Peri-implant parameters were evaluated in 61 periodontal patients under regular supportive periodontal therapy. Clinical parameters included gingival index (GI), plaque index (PI), bleeding on probing (BOP), peri-implant pocket depths (PPD), mucosal recession (MR), relative attachment level (RAL), width and thickness of keratinized mucosa (KMW, KMT) and VD. Radiographic bone level (RBL) was measured on peri-apical radiographs.
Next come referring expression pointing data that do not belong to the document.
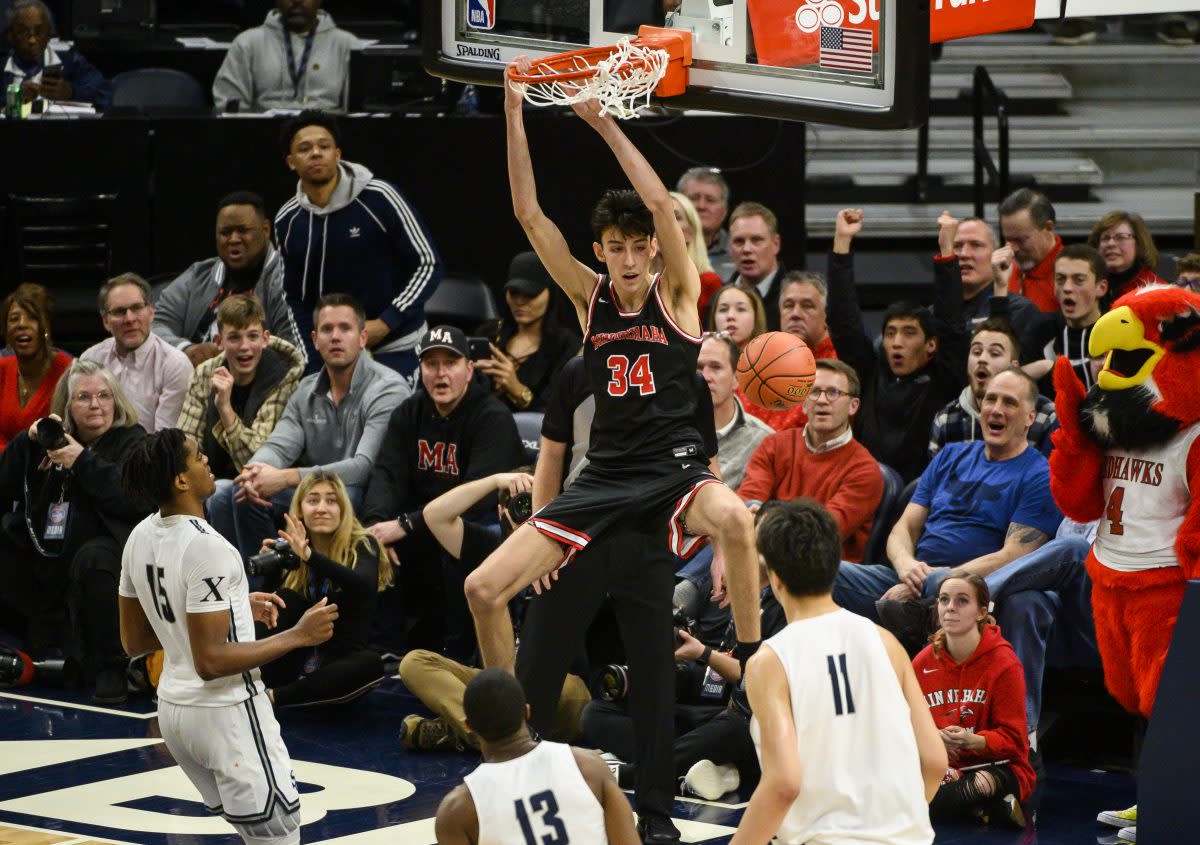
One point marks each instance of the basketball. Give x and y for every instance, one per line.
x=777, y=370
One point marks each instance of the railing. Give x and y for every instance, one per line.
x=988, y=172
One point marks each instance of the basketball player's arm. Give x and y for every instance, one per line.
x=1019, y=540
x=930, y=748
x=681, y=279
x=137, y=635
x=215, y=657
x=780, y=785
x=547, y=241
x=456, y=822
x=547, y=475
x=618, y=816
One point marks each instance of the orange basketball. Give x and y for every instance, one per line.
x=777, y=370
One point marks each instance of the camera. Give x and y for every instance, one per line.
x=276, y=559
x=520, y=508
x=51, y=433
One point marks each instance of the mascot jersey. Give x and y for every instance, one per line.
x=1128, y=455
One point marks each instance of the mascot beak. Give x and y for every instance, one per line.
x=1129, y=358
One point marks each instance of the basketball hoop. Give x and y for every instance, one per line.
x=621, y=76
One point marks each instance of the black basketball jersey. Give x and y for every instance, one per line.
x=641, y=367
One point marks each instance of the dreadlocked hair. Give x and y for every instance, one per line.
x=150, y=468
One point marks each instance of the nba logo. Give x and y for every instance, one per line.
x=480, y=13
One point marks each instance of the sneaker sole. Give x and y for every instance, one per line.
x=1115, y=820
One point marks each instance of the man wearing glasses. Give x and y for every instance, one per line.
x=822, y=460
x=154, y=373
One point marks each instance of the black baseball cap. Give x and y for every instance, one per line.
x=527, y=275
x=444, y=337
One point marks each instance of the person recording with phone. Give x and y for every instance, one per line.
x=529, y=343
x=64, y=540
x=322, y=552
x=441, y=682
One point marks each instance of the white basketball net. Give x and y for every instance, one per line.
x=622, y=83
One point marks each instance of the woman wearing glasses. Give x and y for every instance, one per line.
x=65, y=537
x=29, y=375
x=1128, y=251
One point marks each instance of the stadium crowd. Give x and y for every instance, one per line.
x=387, y=453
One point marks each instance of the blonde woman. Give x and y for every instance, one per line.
x=334, y=557
x=693, y=234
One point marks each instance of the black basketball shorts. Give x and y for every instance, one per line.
x=605, y=498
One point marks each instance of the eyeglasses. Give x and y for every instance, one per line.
x=136, y=310
x=103, y=397
x=832, y=394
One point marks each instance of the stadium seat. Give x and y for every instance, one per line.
x=893, y=502
x=65, y=245
x=529, y=429
x=461, y=300
x=159, y=89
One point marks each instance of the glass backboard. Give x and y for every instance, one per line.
x=855, y=63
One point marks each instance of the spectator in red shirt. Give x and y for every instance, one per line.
x=1128, y=251
x=822, y=460
x=976, y=691
x=1027, y=221
x=30, y=373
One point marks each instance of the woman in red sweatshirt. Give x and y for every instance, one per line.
x=975, y=687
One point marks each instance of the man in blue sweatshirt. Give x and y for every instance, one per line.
x=347, y=232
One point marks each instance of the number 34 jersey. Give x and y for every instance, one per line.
x=538, y=797
x=641, y=367
x=177, y=565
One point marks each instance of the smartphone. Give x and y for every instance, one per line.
x=480, y=348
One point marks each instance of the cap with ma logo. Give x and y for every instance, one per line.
x=444, y=337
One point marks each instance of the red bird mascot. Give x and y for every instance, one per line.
x=1128, y=454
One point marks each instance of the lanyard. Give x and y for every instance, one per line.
x=298, y=73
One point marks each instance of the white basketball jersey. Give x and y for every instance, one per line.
x=179, y=565
x=861, y=777
x=1146, y=498
x=538, y=797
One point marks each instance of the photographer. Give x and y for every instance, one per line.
x=65, y=538
x=713, y=750
x=441, y=682
x=328, y=556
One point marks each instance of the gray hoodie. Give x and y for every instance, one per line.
x=256, y=70
x=183, y=304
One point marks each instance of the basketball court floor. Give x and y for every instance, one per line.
x=76, y=774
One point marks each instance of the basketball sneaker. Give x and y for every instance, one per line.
x=1119, y=817
x=709, y=780
x=419, y=733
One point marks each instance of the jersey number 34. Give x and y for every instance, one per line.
x=625, y=376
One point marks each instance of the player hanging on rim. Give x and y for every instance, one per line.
x=183, y=589
x=641, y=339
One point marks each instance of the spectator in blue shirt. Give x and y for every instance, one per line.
x=984, y=507
x=40, y=69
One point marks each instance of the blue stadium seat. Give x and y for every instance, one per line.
x=893, y=502
x=529, y=427
x=461, y=300
x=159, y=89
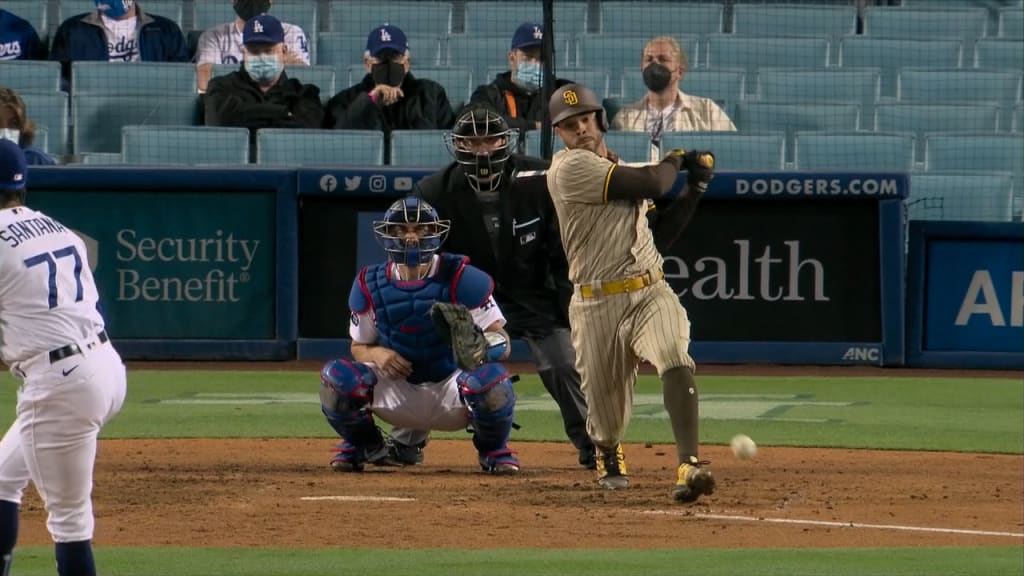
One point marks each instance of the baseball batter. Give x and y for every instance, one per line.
x=73, y=380
x=623, y=311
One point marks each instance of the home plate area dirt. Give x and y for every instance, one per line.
x=281, y=493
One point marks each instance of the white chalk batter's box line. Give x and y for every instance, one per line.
x=799, y=522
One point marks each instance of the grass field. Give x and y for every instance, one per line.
x=933, y=414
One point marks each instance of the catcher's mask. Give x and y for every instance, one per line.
x=411, y=232
x=480, y=141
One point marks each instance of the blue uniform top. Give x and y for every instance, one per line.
x=401, y=311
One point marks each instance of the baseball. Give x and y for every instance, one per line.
x=742, y=447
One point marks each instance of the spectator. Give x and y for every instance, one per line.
x=222, y=43
x=516, y=93
x=15, y=126
x=18, y=41
x=666, y=108
x=389, y=97
x=118, y=31
x=260, y=94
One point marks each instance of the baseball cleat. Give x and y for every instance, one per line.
x=692, y=481
x=611, y=472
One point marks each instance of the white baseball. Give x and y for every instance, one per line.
x=742, y=447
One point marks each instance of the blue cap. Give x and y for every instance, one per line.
x=386, y=37
x=527, y=35
x=13, y=169
x=263, y=29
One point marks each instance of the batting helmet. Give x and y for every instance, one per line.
x=430, y=232
x=480, y=141
x=571, y=99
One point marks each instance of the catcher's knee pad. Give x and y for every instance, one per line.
x=488, y=394
x=346, y=392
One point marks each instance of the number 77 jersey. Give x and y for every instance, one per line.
x=47, y=294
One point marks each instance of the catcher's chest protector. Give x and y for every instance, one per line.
x=402, y=311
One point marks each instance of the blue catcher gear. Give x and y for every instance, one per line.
x=411, y=232
x=487, y=392
x=346, y=392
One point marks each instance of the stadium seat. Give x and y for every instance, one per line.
x=502, y=18
x=359, y=16
x=189, y=146
x=854, y=152
x=294, y=147
x=656, y=18
x=302, y=13
x=95, y=78
x=819, y=86
x=342, y=50
x=31, y=76
x=718, y=84
x=98, y=118
x=423, y=149
x=622, y=53
x=891, y=55
x=981, y=197
x=50, y=110
x=734, y=151
x=991, y=53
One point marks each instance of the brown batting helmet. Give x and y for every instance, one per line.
x=571, y=99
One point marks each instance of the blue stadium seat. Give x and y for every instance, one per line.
x=1012, y=23
x=188, y=146
x=294, y=147
x=854, y=152
x=50, y=110
x=302, y=13
x=98, y=118
x=622, y=53
x=981, y=197
x=718, y=84
x=31, y=76
x=420, y=148
x=133, y=78
x=342, y=50
x=656, y=18
x=734, y=151
x=993, y=53
x=359, y=16
x=891, y=55
x=502, y=18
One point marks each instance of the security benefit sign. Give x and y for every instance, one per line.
x=177, y=264
x=974, y=295
x=786, y=271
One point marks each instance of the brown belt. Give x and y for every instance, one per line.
x=620, y=286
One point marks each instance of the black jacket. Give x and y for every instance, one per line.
x=425, y=106
x=529, y=270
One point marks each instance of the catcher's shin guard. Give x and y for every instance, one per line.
x=487, y=392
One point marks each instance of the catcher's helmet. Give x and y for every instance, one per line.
x=480, y=141
x=571, y=99
x=392, y=232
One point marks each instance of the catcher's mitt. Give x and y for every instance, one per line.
x=456, y=326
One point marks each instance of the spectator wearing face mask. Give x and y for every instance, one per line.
x=118, y=31
x=260, y=94
x=516, y=93
x=16, y=127
x=222, y=43
x=666, y=108
x=389, y=97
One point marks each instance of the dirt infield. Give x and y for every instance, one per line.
x=251, y=493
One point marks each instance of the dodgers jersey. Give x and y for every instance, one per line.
x=47, y=293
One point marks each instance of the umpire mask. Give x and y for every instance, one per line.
x=480, y=141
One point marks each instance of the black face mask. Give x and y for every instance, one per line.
x=249, y=8
x=389, y=73
x=656, y=77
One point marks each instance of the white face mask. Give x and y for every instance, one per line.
x=10, y=134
Sites with shallow VD (≤ 4 mm) were associated with higher MR (0.91 mm versus 0.47 mm, p ≤ 0.009), higher RAL (4.23 mm versus 3.59 mm, p ≤ 0.0001) and higher RBL (2.18 mm versus 1.7 mm, p = 0.05) when compared with adequate vestibular depth sites (VD > 4 mm). Moreover, sites with shallow VD presented lower KMW compared with sites with adequate VD (1.24 mm versus 2.38 mm, respectively, p ≤ 0.0001). Slightly greater BOP, and GI were recorded for the shallow VD compared with adequate sites. According to multivariate analysis, factors that could predict RAL included: VD, GI, age, supporting periodontal therapy, implant type and design.
Based on this study, inadequate vestibular depth around dental implants may be associated with increased peri-implant bone loss and mucosal recession. Further prospective and intervention studies will be required to fully understand this phenomenon.
本研究旨在回顾性评估浅前庭深度(VD)与种植体周围参数之间的关联。
对61例接受常规牙周支持治疗的牙周病患者的种植体周围参数进行评估。临床参数包括牙龈指数(GI)、菌斑指数(PI)、探诊出血(BOP)、种植体周围袋深度(PPD)、黏膜退缩(MR)、相对附着水平(RAL)、角化黏膜的宽度和厚度(KMW、KMT)以及VD。在根尖片上测量影像学骨水平(RBL)。
与前庭深度足够的部位(VD>4mm)相比,VD浅(≤4mm)的部位MR更高(0.91mm对0.47mm,p≤0.009)、RAL更高(4.23mm对3.59mm,p≤0.0001)以及RBL更高(2.18mm对1.7mm,p=0.05)。此外,与VD足够的部位相比,VD浅的部位KMW更低(分别为1.24mm对2.38mm,p≤0.oooo1)。与足够部位相比,VD浅的部位BOP和GI略高。根据多变量分析,可预测RAL的因素包括:VD、GI、年龄、牙周支持治疗、种植体类型和设计。
基于本研究,牙种植体周围前庭深度不足可能与种植体周围骨丢失增加和黏膜退缩有关。需要进一步的前瞻性和干预性研究来充分了解这一现象。